Wednesday, April 4, 2007

A 'fine' mess


Good morning, and how is everybody doing on this Hump Day? I'm fine, thanks for asking. No, really, I'm not just saying that. Often people say "fine" when in actuality they aren't fine but don't want to get into it. I truly mean that I'm fine though. (Uh oh, I smell a tangent coming and I apologize. I really wasn't planning on this, but sometimes I go a little crazy. I don't think I can blame this one on my wife's vacation either.)

I just reminded myself of a line from A Thousand Acres by Jane Smiley. In it, a character says that something is "fine," and the other character goes off on how "fine" is "a woman's word." This led to a surprisingly heated debate in one of my literature classes as to whether "fine" was indeed a word that women use much more often to avoid a question and move on. I didn't speak up much, because while I use that word, I don't like speaking as if I represent all men. It was a stupid discussion that went on for way too long, and now I've brought it to you. Hope you enjoyed.

Even though I read the book, I only really remember a few things about it. The rest I'm piecing together from scenes they showed in the preview for the movie version. I keep picturing Jason Robards yelling, "It's these girls who are making me crazy!" The only other thing I really recall is the last line of the book because it pissed me off. "This is the gleaming obsidian shard I safeguard above all others," she wrote. Why did that piss me off? The whole book had been elegantly written but not too steeped in metaphor, if you know what I mean. I was able to read it without having to stop, think, and analyze every two lines. As an English major, I had to do a whole bunch of that, so I enjoyed reading a book that illustrated how something can be well-written without screaming, "Look at me, I'm well-written!" That's why the last line pissed me off, because now I had to think about what the hell the "gleaming obsidian shard" represented.
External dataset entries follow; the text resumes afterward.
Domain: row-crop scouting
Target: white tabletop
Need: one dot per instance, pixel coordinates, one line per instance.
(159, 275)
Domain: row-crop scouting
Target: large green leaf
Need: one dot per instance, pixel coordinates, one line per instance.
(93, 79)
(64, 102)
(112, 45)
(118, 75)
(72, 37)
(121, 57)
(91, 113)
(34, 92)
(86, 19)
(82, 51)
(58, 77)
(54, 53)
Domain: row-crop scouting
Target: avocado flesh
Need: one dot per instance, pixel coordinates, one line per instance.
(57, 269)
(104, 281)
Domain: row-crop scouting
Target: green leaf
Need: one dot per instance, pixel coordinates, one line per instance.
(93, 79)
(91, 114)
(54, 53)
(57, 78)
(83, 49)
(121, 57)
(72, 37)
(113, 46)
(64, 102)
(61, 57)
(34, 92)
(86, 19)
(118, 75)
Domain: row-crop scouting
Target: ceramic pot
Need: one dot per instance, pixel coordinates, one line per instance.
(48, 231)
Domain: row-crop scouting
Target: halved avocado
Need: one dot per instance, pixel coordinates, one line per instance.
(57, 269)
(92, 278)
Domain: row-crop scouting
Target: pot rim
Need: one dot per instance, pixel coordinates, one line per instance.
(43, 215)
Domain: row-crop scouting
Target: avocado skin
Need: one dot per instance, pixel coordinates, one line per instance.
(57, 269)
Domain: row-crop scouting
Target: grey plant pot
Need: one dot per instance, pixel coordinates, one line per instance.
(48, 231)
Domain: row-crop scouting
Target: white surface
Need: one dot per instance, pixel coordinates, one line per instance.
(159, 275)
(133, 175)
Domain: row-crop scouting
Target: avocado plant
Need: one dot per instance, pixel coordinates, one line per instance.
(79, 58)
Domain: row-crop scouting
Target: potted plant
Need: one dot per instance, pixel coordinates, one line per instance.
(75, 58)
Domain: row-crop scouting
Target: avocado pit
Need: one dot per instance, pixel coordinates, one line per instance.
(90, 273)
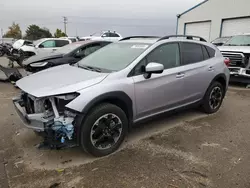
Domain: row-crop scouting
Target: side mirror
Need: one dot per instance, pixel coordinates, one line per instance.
(153, 68)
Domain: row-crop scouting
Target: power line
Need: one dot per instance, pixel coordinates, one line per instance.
(65, 21)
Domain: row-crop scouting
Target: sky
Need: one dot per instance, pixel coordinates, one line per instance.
(130, 17)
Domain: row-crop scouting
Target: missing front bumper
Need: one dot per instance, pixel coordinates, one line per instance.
(37, 121)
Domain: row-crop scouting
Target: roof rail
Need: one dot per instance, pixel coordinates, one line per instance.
(190, 37)
(139, 37)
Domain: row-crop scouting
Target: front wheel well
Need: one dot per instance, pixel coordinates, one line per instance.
(223, 82)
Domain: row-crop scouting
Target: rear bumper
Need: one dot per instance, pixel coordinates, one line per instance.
(36, 122)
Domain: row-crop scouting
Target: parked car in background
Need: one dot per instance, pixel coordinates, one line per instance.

That course was actually one of my favorites, because it was structured in the coolest way imaginable for me. 10% of the grade was class participation. The other 90% came from a journal that we wrote in weekly about our thoughts on the books we were reading. We read five books through the quarter, spending two weeks on each. Every Friday, we'd hand in our journal, and on Monday he'd give them back with his thoughts on our thoughts. It didn't really matter what we wrote about, and that was right in my wheelhouse. A particular chapter of one book led me to write about my mom's friend Florence, who was in her mid-to-late 90s at the time, while it led my friend Sara to write about "Fiddler on the Roof." The professor's comments encouraged me to just write my thoughts and not censor them at all, so I didn't hold back when writing about A Thousand Acres.
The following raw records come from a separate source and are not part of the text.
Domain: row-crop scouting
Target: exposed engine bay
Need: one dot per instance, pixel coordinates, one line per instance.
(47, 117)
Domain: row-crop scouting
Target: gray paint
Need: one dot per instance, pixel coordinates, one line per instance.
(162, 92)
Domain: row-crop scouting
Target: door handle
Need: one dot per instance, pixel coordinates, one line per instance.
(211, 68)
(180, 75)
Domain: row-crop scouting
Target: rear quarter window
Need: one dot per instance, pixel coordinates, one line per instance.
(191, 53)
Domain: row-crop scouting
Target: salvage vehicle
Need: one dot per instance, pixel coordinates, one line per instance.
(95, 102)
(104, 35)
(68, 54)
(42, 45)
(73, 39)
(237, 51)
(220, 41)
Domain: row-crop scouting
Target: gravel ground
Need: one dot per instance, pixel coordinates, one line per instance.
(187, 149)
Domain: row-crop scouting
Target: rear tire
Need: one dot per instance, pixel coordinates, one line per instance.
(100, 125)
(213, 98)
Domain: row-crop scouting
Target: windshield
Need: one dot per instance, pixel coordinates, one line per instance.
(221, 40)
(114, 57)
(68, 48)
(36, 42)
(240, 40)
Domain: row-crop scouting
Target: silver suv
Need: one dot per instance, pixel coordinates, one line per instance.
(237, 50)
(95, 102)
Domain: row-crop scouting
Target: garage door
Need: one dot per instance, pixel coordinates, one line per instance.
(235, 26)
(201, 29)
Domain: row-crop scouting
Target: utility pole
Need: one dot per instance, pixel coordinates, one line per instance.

I remember two parts of my journal entries on that book: the beginning and the end. I started by saying that I really didn't know how big an acre was, so I couldn't tell if a thousand of them would be "a pretty big field" or the size of New Hampshire. I had the feeling that Ms. Smiley wanted readers to think, "Wow, a thousand acres is as huge lot" and be able to picture it, but she missed this reader with that. Then at the end, I wrote about my displeasure with the last line. I wrote, "I'd like to tell you what Jane Smiley can do with that obsidian shard, but I'll keep it clean. No, on second thought, I won't bite my tongue any longer. I'd like to bust that obsidian shard right up Jane Smiley's ass." I did it partly for shock value, partly to amaze my roommates that I would turn something like that in as an assignment, and partly because I wanted to reach the bottom of the page. I kept it in there, printed it out, and turned it in. When he gave it back, there were two exclamation marks next to that line. Below it, he briefly explained his thoughts on what the shard represented, and then told me that I write well.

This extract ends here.